Не сможет. Лучше упадет на пол и умрет от стыда с навсегда заклеившимся ртом. Но ведь за этим сюда и пришла – отдать принадлежащее не ей чувство…
– У меня есть кое-что не свое. Ваше.
Взгляд серо-зеленых глаз сделался недоуменным, вопросительным. И Лин пояснила:
– Чувство. Для Вас…
Она больше не могла на него смотреть – только на свои руки.
– Я не говорила Вам всей правды, простите меня, –
Теперь, наверное, он смотрит на нее, как на идиотку и извращенку. Наверное, с осуждением, но она не узнает этого, не поднимет глаз.
– Не знаю, когда это началось – наверное, тогда, когда Вы пришли ко мне в келью с печкой – лечили. А после предложили свою помощь. И я вдруг увидела в Вас друга – первого в своей жизни. А после захотела большего…
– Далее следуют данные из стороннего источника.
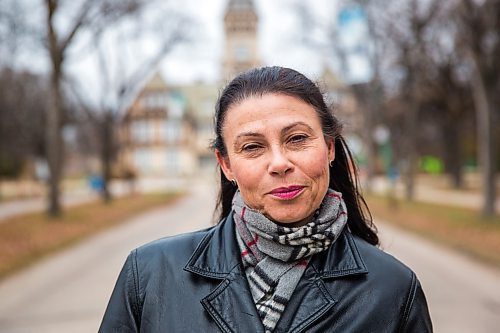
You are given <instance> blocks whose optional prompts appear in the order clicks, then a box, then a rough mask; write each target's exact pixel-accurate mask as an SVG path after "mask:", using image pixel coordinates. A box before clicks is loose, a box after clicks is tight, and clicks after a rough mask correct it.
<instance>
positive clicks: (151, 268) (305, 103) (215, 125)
mask: <svg viewBox="0 0 500 333" xmlns="http://www.w3.org/2000/svg"><path fill="white" fill-rule="evenodd" d="M215 132H216V133H215V134H216V138H215V140H214V143H213V147H214V150H215V155H216V158H217V161H218V163H219V166H220V169H221V190H220V194H219V198H218V202H217V207H218V209H219V211H220V222H219V223H218V224H217V225H216V226H214V227H212V228H209V229H207V230H202V231H198V232H194V233H190V234H185V235H180V236H175V237H170V238H165V239H161V240H158V241H156V242H153V243H151V244H148V245H145V246H142V247H140V248H139V249H136V250H134V251H133V252H132V253H131V254H130V255H129V257H128V259H127V261H126V263H125V266H124V268H123V270H122V272H121V274H120V276H119V278H118V282H117V284H116V286H115V290H114V291H113V294H112V296H111V300H110V302H109V305H108V308H107V310H106V313H105V316H104V319H103V322H102V325H101V328H100V332H220V331H222V332H419V333H422V332H432V325H431V321H430V317H429V313H428V309H427V304H426V300H425V296H424V294H423V291H422V289H421V287H420V283H419V282H418V280H417V278H416V277H415V274H414V273H413V272H412V271H411V270H410V269H409V268H407V267H406V266H404V265H403V264H401V263H400V262H398V261H397V260H396V259H394V258H393V257H391V256H389V255H387V254H385V253H384V252H382V251H381V250H379V249H378V248H377V247H376V246H377V245H378V242H379V241H378V237H377V234H376V232H375V231H374V226H373V225H372V223H371V221H370V220H369V219H368V218H367V216H366V214H365V213H364V212H363V209H362V207H365V208H366V205H365V203H364V200H363V198H362V196H361V195H360V194H359V192H358V189H357V183H356V174H355V168H354V164H353V161H352V158H351V154H350V153H349V150H348V148H347V146H346V144H345V142H344V139H343V138H342V136H341V125H340V123H339V122H338V120H337V119H336V118H335V117H334V116H333V115H332V114H331V113H330V111H329V109H328V107H327V106H326V104H325V102H324V99H323V96H322V94H321V92H320V91H319V89H318V88H317V86H316V85H315V84H314V83H312V82H311V81H310V80H309V79H307V78H306V77H304V76H303V75H302V74H300V73H298V72H296V71H294V70H291V69H287V68H281V67H266V68H260V69H254V70H250V71H248V72H245V73H243V74H240V75H239V76H238V77H236V78H235V79H234V80H233V81H232V82H230V83H229V85H228V86H227V87H226V88H225V89H224V90H223V92H222V93H221V95H220V97H219V100H218V102H217V106H216V114H215ZM366 212H368V210H366ZM368 215H369V214H368Z"/></svg>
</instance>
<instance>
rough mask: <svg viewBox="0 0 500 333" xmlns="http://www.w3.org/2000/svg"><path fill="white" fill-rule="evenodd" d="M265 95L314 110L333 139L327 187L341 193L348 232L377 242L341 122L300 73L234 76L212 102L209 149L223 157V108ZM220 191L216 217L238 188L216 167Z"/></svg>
mask: <svg viewBox="0 0 500 333" xmlns="http://www.w3.org/2000/svg"><path fill="white" fill-rule="evenodd" d="M266 94H281V95H287V96H292V97H295V98H298V99H300V100H302V101H304V102H306V103H308V104H309V105H311V106H312V107H313V108H314V110H315V111H316V113H317V115H318V117H319V119H320V122H321V126H322V129H323V134H324V135H325V136H326V137H330V138H332V139H333V140H334V142H335V160H334V162H333V163H332V165H331V166H330V183H329V187H330V188H331V189H333V190H335V191H338V192H341V193H342V195H343V198H344V201H345V203H346V207H347V212H348V220H347V225H348V227H349V229H350V230H351V232H352V233H353V234H355V235H357V236H359V237H361V238H363V239H365V240H366V241H367V242H369V243H371V244H373V245H378V243H379V239H378V236H377V234H376V229H375V226H374V225H373V223H372V217H371V214H370V211H369V209H368V206H367V205H366V202H365V200H364V199H363V196H362V195H361V193H360V192H359V186H358V176H357V169H356V166H355V163H354V161H353V158H352V154H351V152H350V151H349V148H348V147H347V144H346V142H345V140H344V138H343V137H342V135H341V132H342V124H341V123H340V122H339V121H338V119H337V118H336V117H335V116H334V115H333V113H332V112H331V110H330V108H329V107H328V106H327V105H326V103H325V100H324V98H323V94H322V93H321V91H320V89H319V88H318V86H317V85H316V84H315V83H314V82H312V81H311V80H309V79H308V78H307V77H305V76H304V75H303V74H301V73H299V72H297V71H295V70H293V69H290V68H284V67H278V66H274V67H262V68H255V69H251V70H249V71H247V72H244V73H241V74H239V75H238V76H236V77H235V78H234V79H233V80H232V81H231V82H230V83H229V84H228V85H227V86H226V87H225V88H224V89H223V90H222V92H221V94H220V96H219V99H218V101H217V103H216V105H215V117H214V129H215V139H214V141H213V142H212V148H213V149H216V150H218V151H219V152H220V153H221V155H222V156H227V149H226V145H225V142H224V138H223V136H222V129H223V126H224V121H225V118H226V114H227V111H228V110H229V109H230V108H231V107H234V106H236V105H238V104H239V103H241V102H243V101H244V100H246V99H248V98H251V97H260V96H263V95H266ZM219 172H220V190H219V195H218V198H217V202H216V207H215V212H216V213H217V212H218V213H219V216H218V220H221V219H223V218H224V217H226V216H227V215H229V214H230V212H231V204H232V200H233V196H234V194H235V193H236V190H237V189H238V188H237V187H236V186H235V185H233V183H231V181H229V180H228V179H227V178H226V177H225V175H224V173H223V172H222V171H221V170H220V166H219Z"/></svg>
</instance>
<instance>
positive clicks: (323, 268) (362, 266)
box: [275, 231, 368, 333]
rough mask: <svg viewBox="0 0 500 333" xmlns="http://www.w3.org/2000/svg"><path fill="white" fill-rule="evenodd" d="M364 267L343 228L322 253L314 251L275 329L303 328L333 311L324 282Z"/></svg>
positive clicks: (334, 299)
mask: <svg viewBox="0 0 500 333" xmlns="http://www.w3.org/2000/svg"><path fill="white" fill-rule="evenodd" d="M366 273H368V270H367V269H366V266H365V264H364V262H363V260H362V258H361V256H360V255H359V252H358V250H357V248H356V245H355V243H354V240H353V236H352V235H351V234H350V233H349V232H347V231H345V232H343V233H342V235H341V236H340V237H339V238H338V239H337V241H336V242H335V243H334V244H333V245H332V247H331V248H330V249H329V250H328V251H326V252H323V253H320V254H317V255H315V256H314V257H313V258H312V259H311V261H310V263H309V265H308V267H307V269H306V270H305V272H304V275H303V276H302V278H301V279H300V281H299V283H298V284H297V287H296V288H295V291H294V293H293V295H292V298H291V299H290V302H289V303H288V304H287V306H286V308H285V312H284V313H283V315H282V316H281V318H280V320H279V322H278V325H277V327H276V330H275V332H290V333H298V332H304V331H306V330H307V328H308V327H309V328H310V327H311V326H314V323H315V322H316V321H318V320H319V319H321V318H322V317H323V315H325V314H327V313H330V314H332V313H333V311H335V303H337V300H336V299H335V297H336V296H337V297H338V295H331V294H330V292H329V291H328V290H331V289H332V288H328V285H329V284H330V283H332V282H333V281H334V280H335V278H339V277H347V276H354V275H360V274H366Z"/></svg>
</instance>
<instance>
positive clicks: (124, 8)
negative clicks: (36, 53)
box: [44, 0, 145, 216]
mask: <svg viewBox="0 0 500 333" xmlns="http://www.w3.org/2000/svg"><path fill="white" fill-rule="evenodd" d="M65 4H66V5H67V3H65ZM44 5H45V9H46V22H45V27H46V31H47V33H46V37H47V50H48V51H49V52H48V53H49V57H50V64H51V84H50V87H51V99H50V101H51V106H50V108H49V110H50V111H49V113H48V115H47V137H46V142H47V161H48V165H49V170H50V181H49V205H48V214H49V215H50V216H57V215H60V213H61V206H60V198H59V197H60V189H59V184H60V181H61V177H62V166H63V156H64V147H63V140H62V135H61V127H62V122H61V104H62V97H61V93H62V92H61V85H62V80H63V77H64V73H63V72H64V64H65V61H66V56H67V53H68V50H69V49H70V47H71V46H72V45H73V44H74V42H75V40H76V37H77V36H78V35H79V34H81V33H82V31H86V29H88V28H90V27H92V28H96V27H98V28H99V29H101V30H104V29H105V28H106V27H109V26H112V25H113V24H116V22H118V21H119V20H120V19H123V18H124V17H127V16H130V15H134V14H136V13H138V12H139V11H140V10H141V9H142V7H143V6H144V5H145V2H144V1H142V0H124V1H123V0H106V1H96V0H86V1H83V2H81V4H80V6H79V7H78V9H77V10H76V12H75V15H74V16H73V19H72V20H71V21H70V22H69V29H67V30H66V31H65V32H60V30H58V26H57V23H56V18H57V16H58V15H61V11H63V10H64V7H63V3H61V2H60V1H58V0H45V1H44Z"/></svg>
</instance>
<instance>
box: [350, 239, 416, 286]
mask: <svg viewBox="0 0 500 333" xmlns="http://www.w3.org/2000/svg"><path fill="white" fill-rule="evenodd" d="M352 238H353V240H354V243H355V244H356V248H357V250H358V251H359V254H360V256H361V258H362V259H363V262H364V263H365V265H366V268H367V269H368V272H370V274H371V275H372V276H373V277H375V276H380V277H383V278H391V279H394V282H397V281H401V282H403V281H409V280H411V279H413V278H414V275H415V273H414V272H413V271H412V270H411V269H410V268H409V267H408V266H406V265H405V264H404V263H402V262H401V261H399V260H398V259H396V258H395V257H394V256H392V255H390V254H389V253H387V252H385V251H383V250H382V249H380V248H379V247H377V246H374V245H372V244H370V243H368V242H367V241H365V240H364V239H361V238H359V237H358V236H354V235H352Z"/></svg>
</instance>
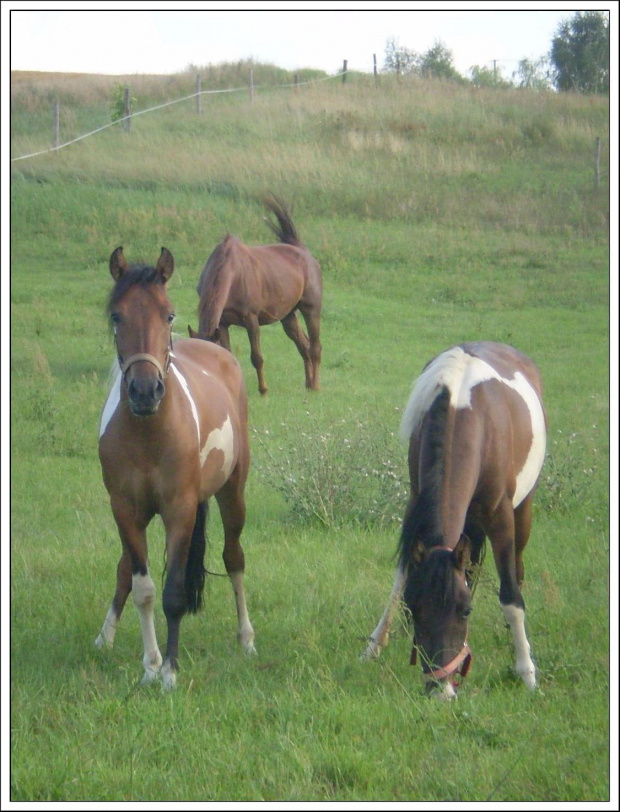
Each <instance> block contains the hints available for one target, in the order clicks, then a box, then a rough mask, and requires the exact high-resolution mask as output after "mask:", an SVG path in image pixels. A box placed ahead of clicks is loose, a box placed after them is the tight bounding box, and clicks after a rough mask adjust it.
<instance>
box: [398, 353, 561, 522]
mask: <svg viewBox="0 0 620 812" xmlns="http://www.w3.org/2000/svg"><path fill="white" fill-rule="evenodd" d="M491 380H496V381H501V383H503V384H505V385H506V386H509V387H510V388H511V389H513V390H514V391H515V392H517V394H519V395H520V396H521V398H522V399H523V401H524V403H525V405H526V406H527V408H528V410H529V413H530V421H531V427H532V444H531V446H530V449H529V451H528V455H527V459H526V461H525V464H524V465H523V468H522V469H521V470H520V471H519V472H518V473H517V485H516V490H515V493H514V496H513V499H512V504H513V507H517V506H518V505H520V504H521V502H522V501H523V500H524V499H525V497H526V496H527V495H528V493H529V492H530V491H531V490H532V488H533V487H534V484H535V483H536V480H537V478H538V475H539V474H540V471H541V469H542V465H543V462H544V458H545V448H546V443H547V435H546V430H545V416H544V413H543V409H542V405H541V403H540V400H539V398H538V395H537V394H536V391H535V389H534V387H533V386H532V385H531V384H530V383H529V381H528V380H527V378H526V377H525V376H524V375H523V374H522V373H521V372H516V373H515V376H514V378H513V379H512V380H511V379H509V378H504V377H502V376H501V375H500V374H499V372H497V370H495V369H493V367H492V366H491V365H490V364H488V363H487V362H486V361H483V360H482V359H481V358H475V357H474V356H473V355H469V354H468V353H466V352H465V351H464V350H463V349H462V348H461V347H453V348H452V349H450V350H446V352H443V353H442V354H441V355H439V356H437V358H435V360H434V361H433V362H432V363H431V364H430V365H429V366H428V367H427V368H426V369H425V370H424V372H422V374H421V375H420V377H419V378H418V380H417V382H416V384H415V386H414V388H413V391H412V393H411V396H410V398H409V402H408V403H407V407H406V409H405V412H404V414H403V419H402V422H401V426H400V433H401V437H402V439H403V440H408V439H409V438H410V437H411V434H412V433H413V431H414V430H415V429H416V428H417V426H418V425H419V424H420V422H421V421H422V419H423V417H424V415H425V414H426V412H427V411H428V410H429V409H430V407H431V406H432V404H433V401H434V400H435V397H436V396H437V393H438V392H439V390H440V389H441V388H442V387H444V386H445V387H447V388H448V390H449V392H450V405H451V406H452V407H453V408H455V409H471V393H472V390H473V389H474V387H476V386H478V384H481V383H484V382H485V381H491Z"/></svg>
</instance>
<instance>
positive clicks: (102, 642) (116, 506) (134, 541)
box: [95, 498, 162, 683]
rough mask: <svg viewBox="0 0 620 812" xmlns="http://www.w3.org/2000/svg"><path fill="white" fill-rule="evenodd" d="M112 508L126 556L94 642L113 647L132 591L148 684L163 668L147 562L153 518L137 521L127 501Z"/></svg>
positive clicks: (142, 659)
mask: <svg viewBox="0 0 620 812" xmlns="http://www.w3.org/2000/svg"><path fill="white" fill-rule="evenodd" d="M111 506H112V512H113V514H114V518H115V520H116V524H117V527H118V532H119V535H120V538H121V543H122V545H123V555H122V557H121V560H120V561H119V565H118V570H117V589H116V594H115V596H114V600H113V601H112V606H111V607H110V610H109V612H108V615H107V617H106V619H105V622H104V624H103V628H102V630H101V634H100V635H99V637H98V638H97V640H96V641H95V642H96V644H97V645H98V646H99V647H102V646H103V645H109V646H111V645H112V643H113V641H114V633H115V631H116V625H117V624H118V621H119V620H120V616H121V612H122V610H123V607H124V605H125V601H126V600H127V596H128V594H129V592H130V591H132V592H133V597H134V603H135V605H136V609H137V610H138V615H139V617H140V626H141V628H142V641H143V644H144V656H143V658H142V664H143V666H144V676H143V678H142V682H143V683H148V682H152V681H153V680H154V679H156V678H157V676H158V674H159V669H160V668H161V664H162V657H161V653H160V651H159V646H158V645H157V636H156V634H155V621H154V608H155V584H154V583H153V579H152V578H151V576H150V574H149V570H148V560H147V546H146V526H147V524H148V521H149V519H150V517H143V518H142V519H141V520H140V521H138V520H137V519H136V511H135V506H134V505H132V504H130V503H128V502H126V501H125V500H124V499H119V498H112V499H111Z"/></svg>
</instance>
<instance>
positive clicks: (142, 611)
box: [132, 573, 162, 683]
mask: <svg viewBox="0 0 620 812" xmlns="http://www.w3.org/2000/svg"><path fill="white" fill-rule="evenodd" d="M132 592H133V599H134V602H135V604H136V608H137V610H138V615H139V616H140V625H141V627H142V642H143V643H144V657H143V658H142V665H143V666H144V676H143V677H142V682H143V683H148V682H153V680H155V679H157V676H158V674H159V670H160V668H161V663H162V656H161V653H160V651H159V646H158V645H157V637H156V635H155V622H154V605H155V584H154V583H153V579H152V578H151V576H150V575H149V574H148V573H147V574H146V575H140V574H137V575H134V576H133V579H132Z"/></svg>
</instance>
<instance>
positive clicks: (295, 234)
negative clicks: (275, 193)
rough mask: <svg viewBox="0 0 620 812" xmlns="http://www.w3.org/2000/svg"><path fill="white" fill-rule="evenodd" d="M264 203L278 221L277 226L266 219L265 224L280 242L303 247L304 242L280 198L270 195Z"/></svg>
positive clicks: (267, 218) (266, 217) (266, 199)
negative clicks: (293, 223)
mask: <svg viewBox="0 0 620 812" xmlns="http://www.w3.org/2000/svg"><path fill="white" fill-rule="evenodd" d="M263 202H264V204H265V206H266V207H267V208H268V209H269V211H270V212H271V213H272V214H274V215H275V217H276V220H277V221H278V222H277V224H276V223H273V222H272V221H271V220H269V219H268V218H267V217H265V222H266V223H267V225H268V226H269V228H270V229H271V230H272V231H273V233H274V234H275V235H276V237H277V238H278V239H279V240H280V242H283V243H287V244H288V245H296V246H301V245H302V242H301V240H300V239H299V235H298V234H297V229H296V228H295V226H294V225H293V221H292V220H291V215H290V213H289V211H288V209H287V208H286V206H285V204H284V203H283V202H282V201H281V200H280V198H279V197H276V196H275V195H273V194H270V195H267V196H266V197H265V198H264V201H263Z"/></svg>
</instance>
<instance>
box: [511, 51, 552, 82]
mask: <svg viewBox="0 0 620 812" xmlns="http://www.w3.org/2000/svg"><path fill="white" fill-rule="evenodd" d="M512 81H513V82H514V83H515V84H516V85H517V87H523V88H529V89H530V90H547V89H549V87H550V86H551V80H550V71H549V62H548V61H547V59H546V57H544V56H542V57H540V59H536V60H534V61H532V60H530V59H522V60H521V61H520V62H519V67H518V68H517V70H516V71H514V73H513V74H512Z"/></svg>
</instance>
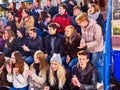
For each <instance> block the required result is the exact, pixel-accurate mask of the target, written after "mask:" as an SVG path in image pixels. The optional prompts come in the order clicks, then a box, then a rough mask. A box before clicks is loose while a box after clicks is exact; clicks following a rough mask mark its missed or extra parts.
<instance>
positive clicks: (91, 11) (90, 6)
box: [89, 6, 95, 14]
mask: <svg viewBox="0 0 120 90" xmlns="http://www.w3.org/2000/svg"><path fill="white" fill-rule="evenodd" d="M89 13H90V14H94V13H95V9H94V7H92V6H89Z"/></svg>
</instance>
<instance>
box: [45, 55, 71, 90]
mask: <svg viewBox="0 0 120 90" xmlns="http://www.w3.org/2000/svg"><path fill="white" fill-rule="evenodd" d="M69 82H70V74H69V73H68V72H67V71H66V70H65V68H64V67H63V66H62V61H61V56H60V54H55V53H54V54H53V56H52V58H51V60H50V70H49V73H48V83H47V85H48V86H46V87H45V88H44V90H69Z"/></svg>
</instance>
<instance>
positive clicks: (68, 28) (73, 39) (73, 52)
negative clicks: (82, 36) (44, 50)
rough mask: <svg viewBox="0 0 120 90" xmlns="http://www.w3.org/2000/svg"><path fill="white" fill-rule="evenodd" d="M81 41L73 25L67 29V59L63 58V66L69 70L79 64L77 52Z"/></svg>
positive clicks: (66, 57) (69, 25) (66, 36)
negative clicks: (73, 66) (63, 64)
mask: <svg viewBox="0 0 120 90" xmlns="http://www.w3.org/2000/svg"><path fill="white" fill-rule="evenodd" d="M80 41H81V37H80V35H78V33H77V31H76V29H75V28H74V27H73V26H72V25H68V26H67V27H66V28H65V50H64V53H65V58H62V62H63V64H64V65H65V66H66V67H67V68H68V69H69V70H71V69H72V66H73V65H75V64H76V63H77V52H78V51H79V49H78V48H77V47H78V46H79V43H80Z"/></svg>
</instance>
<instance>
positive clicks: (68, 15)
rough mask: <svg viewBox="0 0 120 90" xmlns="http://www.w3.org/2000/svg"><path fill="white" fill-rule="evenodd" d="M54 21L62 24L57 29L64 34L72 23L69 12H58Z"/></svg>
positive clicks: (54, 17) (55, 15)
mask: <svg viewBox="0 0 120 90" xmlns="http://www.w3.org/2000/svg"><path fill="white" fill-rule="evenodd" d="M52 22H55V23H58V24H59V25H60V28H58V29H57V32H58V33H61V34H63V33H64V29H65V27H66V26H68V25H70V16H69V15H68V14H67V12H66V13H64V14H63V15H60V14H57V15H55V16H54V17H53V20H52Z"/></svg>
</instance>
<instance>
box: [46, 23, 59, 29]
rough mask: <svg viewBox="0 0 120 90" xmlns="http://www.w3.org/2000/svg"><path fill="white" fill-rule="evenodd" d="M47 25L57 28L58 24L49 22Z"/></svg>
mask: <svg viewBox="0 0 120 90" xmlns="http://www.w3.org/2000/svg"><path fill="white" fill-rule="evenodd" d="M48 27H52V28H53V29H57V28H58V26H57V24H56V23H50V24H49V25H48Z"/></svg>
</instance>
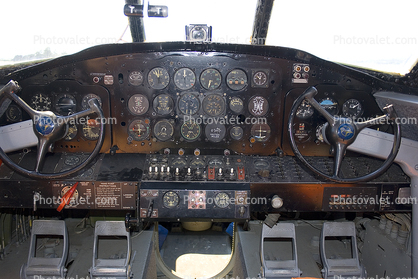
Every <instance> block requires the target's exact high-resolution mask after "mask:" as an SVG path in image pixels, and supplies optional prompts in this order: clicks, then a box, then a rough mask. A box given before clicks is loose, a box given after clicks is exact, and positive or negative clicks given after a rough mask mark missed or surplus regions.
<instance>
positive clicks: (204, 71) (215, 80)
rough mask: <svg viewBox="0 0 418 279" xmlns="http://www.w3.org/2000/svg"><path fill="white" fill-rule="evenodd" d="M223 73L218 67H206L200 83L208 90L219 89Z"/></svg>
mask: <svg viewBox="0 0 418 279" xmlns="http://www.w3.org/2000/svg"><path fill="white" fill-rule="evenodd" d="M221 81H222V77H221V73H220V72H219V71H218V70H216V69H206V70H204V71H203V72H202V74H201V75H200V84H201V85H202V87H203V88H205V89H206V90H214V89H217V88H218V87H219V86H220V85H221Z"/></svg>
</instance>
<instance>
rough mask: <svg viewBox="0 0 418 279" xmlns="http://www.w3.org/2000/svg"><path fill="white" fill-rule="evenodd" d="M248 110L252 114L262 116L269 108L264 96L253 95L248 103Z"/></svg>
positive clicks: (268, 103) (256, 115)
mask: <svg viewBox="0 0 418 279" xmlns="http://www.w3.org/2000/svg"><path fill="white" fill-rule="evenodd" d="M248 110H249V111H250V113H251V114H252V115H254V116H264V115H265V114H266V113H267V111H268V110H269V103H268V102H267V100H266V98H264V97H261V96H254V97H252V98H251V99H250V101H249V103H248Z"/></svg>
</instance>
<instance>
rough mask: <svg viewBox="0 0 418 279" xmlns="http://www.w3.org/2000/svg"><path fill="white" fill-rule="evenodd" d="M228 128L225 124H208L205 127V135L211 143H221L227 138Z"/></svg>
mask: <svg viewBox="0 0 418 279" xmlns="http://www.w3.org/2000/svg"><path fill="white" fill-rule="evenodd" d="M225 134H226V128H225V125H223V124H215V123H213V124H208V125H206V127H205V135H206V137H207V139H208V140H209V141H211V142H220V141H222V139H223V138H224V137H225Z"/></svg>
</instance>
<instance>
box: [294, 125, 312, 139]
mask: <svg viewBox="0 0 418 279" xmlns="http://www.w3.org/2000/svg"><path fill="white" fill-rule="evenodd" d="M293 127H294V131H295V132H294V136H295V140H296V141H297V142H300V143H304V142H307V141H308V140H310V138H311V133H312V126H311V124H309V123H306V122H299V123H295V124H293Z"/></svg>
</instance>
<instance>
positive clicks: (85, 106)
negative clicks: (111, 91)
mask: <svg viewBox="0 0 418 279" xmlns="http://www.w3.org/2000/svg"><path fill="white" fill-rule="evenodd" d="M94 98H96V99H97V100H98V101H99V104H100V106H102V99H100V97H99V96H97V95H96V94H93V93H90V94H87V95H85V96H84V97H83V99H82V100H81V108H82V109H83V110H86V109H89V108H90V106H89V101H90V100H91V99H94Z"/></svg>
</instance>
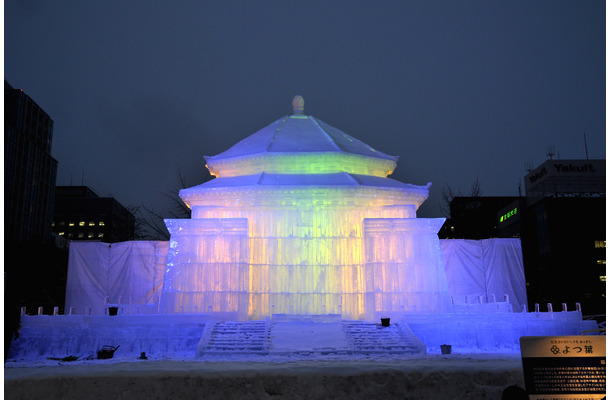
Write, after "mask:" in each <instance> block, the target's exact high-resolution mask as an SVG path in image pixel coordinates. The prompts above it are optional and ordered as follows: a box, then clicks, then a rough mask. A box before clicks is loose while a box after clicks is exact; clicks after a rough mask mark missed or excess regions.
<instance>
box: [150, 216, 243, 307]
mask: <svg viewBox="0 0 610 400" xmlns="http://www.w3.org/2000/svg"><path fill="white" fill-rule="evenodd" d="M166 225H167V227H168V229H169V231H170V234H171V239H170V243H169V252H168V255H167V268H166V270H165V279H164V282H163V292H162V296H161V307H160V310H161V313H164V314H175V313H214V312H228V313H236V314H238V315H239V316H240V318H245V317H246V315H247V308H246V306H247V304H248V299H247V296H248V272H249V271H248V221H247V220H246V219H243V218H241V219H235V218H232V219H226V218H206V219H196V220H166Z"/></svg>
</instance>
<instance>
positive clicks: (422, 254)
mask: <svg viewBox="0 0 610 400" xmlns="http://www.w3.org/2000/svg"><path fill="white" fill-rule="evenodd" d="M444 222H445V220H444V218H437V219H416V218H386V219H380V218H377V219H365V220H364V231H365V232H364V241H365V254H366V263H365V268H364V269H365V284H366V292H367V304H366V307H367V309H368V310H370V311H368V312H367V315H370V314H372V313H378V312H387V313H391V312H401V313H442V312H448V311H449V310H450V307H451V297H450V295H449V289H448V286H447V278H446V276H445V270H444V266H443V260H442V255H441V250H440V241H439V239H438V235H437V233H438V231H439V229H440V228H441V226H442V225H443V223H444Z"/></svg>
Теперь она чувствовала себя Рим – бритой, некрасивой, с кривыми зубами – в общем, страшной. А еще так, как будто по ее башке туда-сюда бегали вши. Стыдной.
Пришлось прервать попытавшийся ее спасти от горестной участи мысленный поток «не в ту степь».
– Я мечтала о Вас. Думала постоянно. Даже думала о том, что мы… мы…
Тут в горле и вовсе встала кость. И пришлось поднять глаза.
Она никогда не видела, чтобы Мастер Мастеров смотрел так – так глубоко, с печалью, с затаенной болью где-то так далеко, что и не добраться. И в то же время так открыто.
– Простите меня…
Он молчал. И его молчание оголяло ее душу, как оголяет капустную кочерыжку, отрезая листы, острый нож.
– Я думала, что мы можем быть вместе. Потому что я Вас… – скажет? Сможет? Должна. – …любила.
Произнесла. И прикрыла глаза, понимая, что, наконец, позволила себе быть идиоткой – полной и беспросветной. И почему бы тогда не быть ей до конца, с триумфом?
– Да, каждую минуту, каждый день. Я мечтала, что однажды Вы сможете стать моим мужчиной… Представляете, насколько я глупая? Ведь если Вы хотели бы, Вы бы…
– Я не могу, – ответили ей хрипло, и то были первые слова Мастера Мастеров. – Даже если бы захотел, не смог бы.
«Если бы захотел… Если…» – это вспороло капустные листы вместе с кочерыжкой.
– Белинда, мне жаль это говорить, но я не человек. Мы – представители Комиссии – другие. Человеческие женщины не могут нас касаться. Хочешь, я сниму перчатки, и ты проверишь?